Puerta grande para una gran diva
El mundo cambia a pasos agigantados. Hace unos días, con motivo de la concesión de la primera estrella Michelin a dos restaurantes madrileños, el cocinero Sergi Arola afirmaba que bajo ningún concepto habría pronosticado hace tres o cuatro años que los nuevos líderes gastronómicos de la capital fuesen un restaurante de fusión y uno japonés. Si hace tres o cuatro años alguien hubiese pronosticado un éxito apoteósico de un concierto lírico en el Real basado en la recreación del barroco fundamentalmente napolitano de los castrati, a cargo de una mezzosoprano y un conjunto de instrumentos de época, le hubiesen tomado por visionario o algo peor.
Pero así ha sido. Me inclino a pensar que este cambio de sensibilidad no ha sido exclusivamente por "esa modernidad que busca sus raíces en el pasado barroco, tratando de ver en éste el espejo de sí misma, como un reflejo fiel en el que poder mirarse y hasta afirmarse", como escribe Aurora Egido en el ensayo El barroco de los modernos. Es más, creo que el delirio que despertó el concierto tiene más que ver con la fuerza interpretativa y la condición de animal escénico de la mezzosoprano romana Cecilia Bartoli. Está más que comprobado que desde hace unas décadas los intérpretes gozan de una admiración popular muy superior a los creadores. Y lo que es innegable es que Bartoli arrasa.
CECILIA BARTOLI
Obras de Porpora, Vinci, Leo, Graun, Broschi, Araia y Caldara. Il Giardino Armonico.
Director musical y flautas: Giovanni Antonini.
Teatro Real, 12 de diciembre. Madrid.
Bartoli sabe bien cuál es el terreno de juego en el que pone sus propuestas
¿Por qué? Pues lisa y llanamente porque, además de sus condiciones de artista soberana, ha sabido adaptarse como nadie a las exigencias y condicionamientos de nuestro tiempo. Bartoli sabe muy bien cuál es el terreno de juego en el que plantear sus propuestas. En el anterior recital en Madrid, una particular soirée rossiniana, el pasado abril, suscitó dudas sobre sus libertades interpretativas. Tomó buena nota y esta vez ha venido con la teoría de su recital perfectamente armada. Ha sido imposible resistirse a su exhibición de virtuosismo, a su apabullante dominio de las agilidades, a su facilidad melódica, a su vertiginoso control respiratorio, a su arrolladora simpatía, a su milagrosa capacidad de comunicación, a su despliegue pirotécnico de fuegos de artificio, a sus dosis de emoción contenida. Podía haber caído en la monotonía por la insistencia en un terreno previsible y, sin embargo, ha conseguido que la tensión no bajase en las casi tres horas de concierto. Eso es lo que se entiende por inteligencia escénica. Antonini y el grupo Il Giardino Armónico estuvieron exultantes, pero la reina, no nos engañemos, es ella.

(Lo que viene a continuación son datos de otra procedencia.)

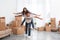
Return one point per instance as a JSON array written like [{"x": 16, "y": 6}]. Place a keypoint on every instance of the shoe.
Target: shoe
[
  {"x": 25, "y": 35},
  {"x": 29, "y": 36}
]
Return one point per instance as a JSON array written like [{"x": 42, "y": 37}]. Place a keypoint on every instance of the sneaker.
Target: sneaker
[
  {"x": 25, "y": 35},
  {"x": 29, "y": 36}
]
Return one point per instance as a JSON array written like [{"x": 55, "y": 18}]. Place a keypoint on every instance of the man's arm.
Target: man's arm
[{"x": 23, "y": 21}]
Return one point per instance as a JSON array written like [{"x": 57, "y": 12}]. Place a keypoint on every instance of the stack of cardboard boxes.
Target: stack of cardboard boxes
[
  {"x": 2, "y": 23},
  {"x": 48, "y": 27},
  {"x": 53, "y": 24},
  {"x": 40, "y": 28}
]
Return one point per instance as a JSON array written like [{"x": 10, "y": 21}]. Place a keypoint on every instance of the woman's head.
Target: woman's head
[
  {"x": 24, "y": 9},
  {"x": 28, "y": 14}
]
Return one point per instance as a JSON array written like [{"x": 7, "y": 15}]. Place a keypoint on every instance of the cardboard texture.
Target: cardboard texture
[
  {"x": 40, "y": 28},
  {"x": 2, "y": 23},
  {"x": 47, "y": 27},
  {"x": 18, "y": 30}
]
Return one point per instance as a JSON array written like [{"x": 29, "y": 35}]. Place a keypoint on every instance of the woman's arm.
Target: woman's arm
[{"x": 38, "y": 17}]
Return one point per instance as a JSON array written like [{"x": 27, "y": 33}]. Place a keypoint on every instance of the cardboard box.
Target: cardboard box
[
  {"x": 18, "y": 30},
  {"x": 53, "y": 22},
  {"x": 48, "y": 29},
  {"x": 59, "y": 29},
  {"x": 40, "y": 28},
  {"x": 2, "y": 23},
  {"x": 18, "y": 18}
]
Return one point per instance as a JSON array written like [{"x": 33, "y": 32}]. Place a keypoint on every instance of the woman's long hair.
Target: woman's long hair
[{"x": 24, "y": 12}]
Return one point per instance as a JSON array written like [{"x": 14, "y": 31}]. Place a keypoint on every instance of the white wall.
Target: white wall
[
  {"x": 37, "y": 7},
  {"x": 55, "y": 9},
  {"x": 7, "y": 8}
]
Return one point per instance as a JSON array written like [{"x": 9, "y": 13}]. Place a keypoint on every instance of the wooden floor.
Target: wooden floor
[{"x": 35, "y": 35}]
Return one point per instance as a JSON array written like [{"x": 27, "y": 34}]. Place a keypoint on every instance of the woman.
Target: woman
[
  {"x": 24, "y": 12},
  {"x": 28, "y": 23}
]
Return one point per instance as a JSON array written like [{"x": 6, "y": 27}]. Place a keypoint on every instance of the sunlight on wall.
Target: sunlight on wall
[{"x": 35, "y": 6}]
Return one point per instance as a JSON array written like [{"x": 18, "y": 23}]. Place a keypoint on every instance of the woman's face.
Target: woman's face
[{"x": 25, "y": 10}]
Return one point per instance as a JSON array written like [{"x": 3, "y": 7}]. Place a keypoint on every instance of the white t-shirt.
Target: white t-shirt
[{"x": 28, "y": 19}]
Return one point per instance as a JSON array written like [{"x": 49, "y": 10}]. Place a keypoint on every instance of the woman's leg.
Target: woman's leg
[
  {"x": 29, "y": 29},
  {"x": 32, "y": 23},
  {"x": 26, "y": 28}
]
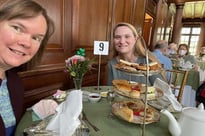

La coartada en esta ocasión era la recuperación del repertorio de los castrados. En otras lo han sido la música prohibida por el Vaticano en un periodo histórico o la figura de María Malibrán. Para Bartoli es importante encontrar un tema que dé consistencia intelectual a su discurso artístico, además de facilitar el desarrollo de sus habilidades vocales e interpretativas. Luego están las giras mundiales, el apoyo de las grabaciones de lujo por su discográfica Decca: complementos para la rentabilización económica de la idea. El mensaje del último proyecto Bartoli habla de sacrificio a favor de la belleza artística. En el mundo de los toros también hay sacrificio, pero no se hace tan explícito. No me resisto a decir, al hilo de las analogías, que Bartoli estuvo torerísima en su recital. Y mereció la puerta grande. Por su empuje, por su descaro, por su arte. Cautivadoras sus arias de Graun o Parto, ti lascio, o cara, de Porpora. Sobrenaturales sus incursiones plenas de brillantez en Broschi o Porpora. El virtuosismo salió reivindicado como valor supremo. El imperio de lo efímero se elevó a categoría moral. No es cuestión de estética sino de ética. Por mucho que a más de uno le sorprenda.